Similarly Israel, through the long centuries of its tragic history, has stood on the ash-mound of its national humiliation. Plundered, vilified, and persecuted, a nation of sorrows, and acquainted with grief, from whom men have hid their faces in aversion not concealed, Israel has yet clung with a grip that nothing could weaken nor dislodge to the fundamental idea that religion—the right relation of man to God—was not creed nor ritual, but simply doing justly, loving mercy, and walking humbly with God.

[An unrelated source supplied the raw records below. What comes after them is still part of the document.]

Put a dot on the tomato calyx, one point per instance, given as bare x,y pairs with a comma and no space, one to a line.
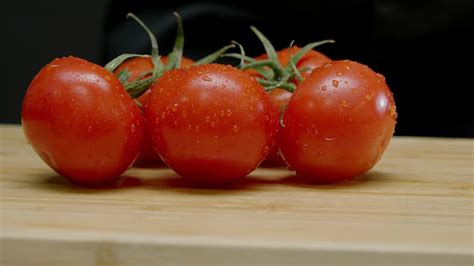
136,88
273,73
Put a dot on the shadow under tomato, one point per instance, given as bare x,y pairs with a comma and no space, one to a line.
366,179
172,182
150,164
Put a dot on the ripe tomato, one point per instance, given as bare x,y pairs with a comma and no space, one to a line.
136,68
338,122
81,122
280,98
311,60
211,123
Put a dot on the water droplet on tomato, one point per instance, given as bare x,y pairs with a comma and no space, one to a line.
393,111
344,104
207,78
174,107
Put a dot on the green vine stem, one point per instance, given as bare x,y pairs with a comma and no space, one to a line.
273,74
174,58
138,87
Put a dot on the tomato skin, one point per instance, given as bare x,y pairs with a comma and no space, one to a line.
136,66
81,122
338,122
212,124
280,98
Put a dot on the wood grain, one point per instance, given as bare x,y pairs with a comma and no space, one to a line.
414,208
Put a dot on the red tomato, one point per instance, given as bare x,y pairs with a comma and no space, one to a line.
311,60
81,122
338,122
136,67
280,98
212,123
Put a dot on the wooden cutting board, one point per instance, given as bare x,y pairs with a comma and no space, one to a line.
414,208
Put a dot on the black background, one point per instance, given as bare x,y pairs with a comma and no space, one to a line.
424,48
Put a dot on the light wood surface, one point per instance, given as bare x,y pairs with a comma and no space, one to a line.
414,208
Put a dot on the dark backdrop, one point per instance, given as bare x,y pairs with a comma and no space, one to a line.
422,47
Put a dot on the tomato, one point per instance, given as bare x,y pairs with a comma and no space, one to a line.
212,123
136,68
338,122
79,119
280,98
311,60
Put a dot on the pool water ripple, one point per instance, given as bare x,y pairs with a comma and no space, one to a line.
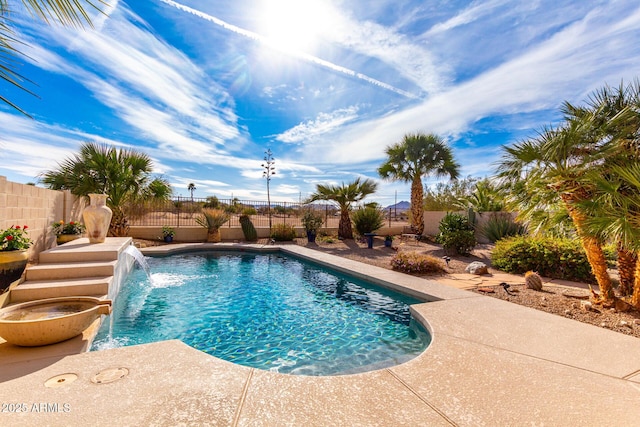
266,311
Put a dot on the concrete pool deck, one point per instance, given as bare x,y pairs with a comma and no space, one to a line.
491,362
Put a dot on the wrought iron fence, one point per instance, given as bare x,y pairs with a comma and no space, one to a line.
184,211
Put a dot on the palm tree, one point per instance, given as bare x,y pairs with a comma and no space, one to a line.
124,175
486,197
555,165
68,13
191,188
344,196
613,214
416,156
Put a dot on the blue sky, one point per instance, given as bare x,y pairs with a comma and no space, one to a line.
205,87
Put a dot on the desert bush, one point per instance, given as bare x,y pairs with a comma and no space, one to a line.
367,220
249,211
416,263
248,229
312,220
550,257
283,232
501,226
212,202
532,280
456,234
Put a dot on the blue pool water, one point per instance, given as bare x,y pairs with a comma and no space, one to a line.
266,311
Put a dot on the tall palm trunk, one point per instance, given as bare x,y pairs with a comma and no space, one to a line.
344,228
119,226
417,208
595,255
627,262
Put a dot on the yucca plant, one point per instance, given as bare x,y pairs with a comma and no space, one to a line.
212,220
367,220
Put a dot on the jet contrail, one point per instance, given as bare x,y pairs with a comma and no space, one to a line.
301,55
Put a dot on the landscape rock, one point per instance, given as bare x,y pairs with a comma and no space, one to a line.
477,267
588,306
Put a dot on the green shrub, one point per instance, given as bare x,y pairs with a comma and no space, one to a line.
367,220
249,231
312,220
501,226
283,232
456,234
416,263
550,257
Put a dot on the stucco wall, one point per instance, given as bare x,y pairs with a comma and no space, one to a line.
36,207
199,234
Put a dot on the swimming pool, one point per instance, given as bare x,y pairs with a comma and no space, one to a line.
267,311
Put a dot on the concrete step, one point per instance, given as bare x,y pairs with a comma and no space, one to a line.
70,270
40,289
81,250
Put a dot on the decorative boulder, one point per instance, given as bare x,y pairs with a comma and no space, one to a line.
477,267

We have been looking backward at the literary accomplishment of three Jewish men of genius. It is, I believe, a fault of modern Judaism to look backward instead of forward, as if the glory of Israel had indeed departed, and as if nothing were left but to look back with pride and regret upon what has passed like a dream away. But I believe Jews may look forward now with confident hope toward the years that are to be. That Israel has completely played its role—that it has finished its service to the world—cannot for a moment entertain. Surely no one who believes in a philosophy of history, who sees in human history more than a meaningless and unrelated succession of events, can think that Israel has been preserved through centuries of discipline for no end whatever. On the contrary, we must believe that Israel has still a mission. What that mission is to be we cannot now foretell. We of this generation are looking upon the breaking down of European civilization. Some of us hope and expect that when the smoke of battle has cleared away there will gradually be built up a new and better social order. In this constructive work of rebuilding, who is better fitted to take a prominent part than the Jew, with his noble heritage of ideals, his passion for social justice? Jews may well rejoice as they reflect upon what individual members of their race have through literature contributed to the emancipation of the human spirit. And they may rejoice also in the hope of what Israel may yet accomplish in the years that are to be.
FOOTNOTES:
[C] Song of Songs, 1:15-2:2.
[D] An adequate and sympathetic treatment of Heine's work as a Jewish poet may be found in Heinrich Heine als Dichter Judentums von Georg J. Plotke (Dresden, 1913).
[E] George Gilfillan, Third Gallery of Literary Portraits, p. 360.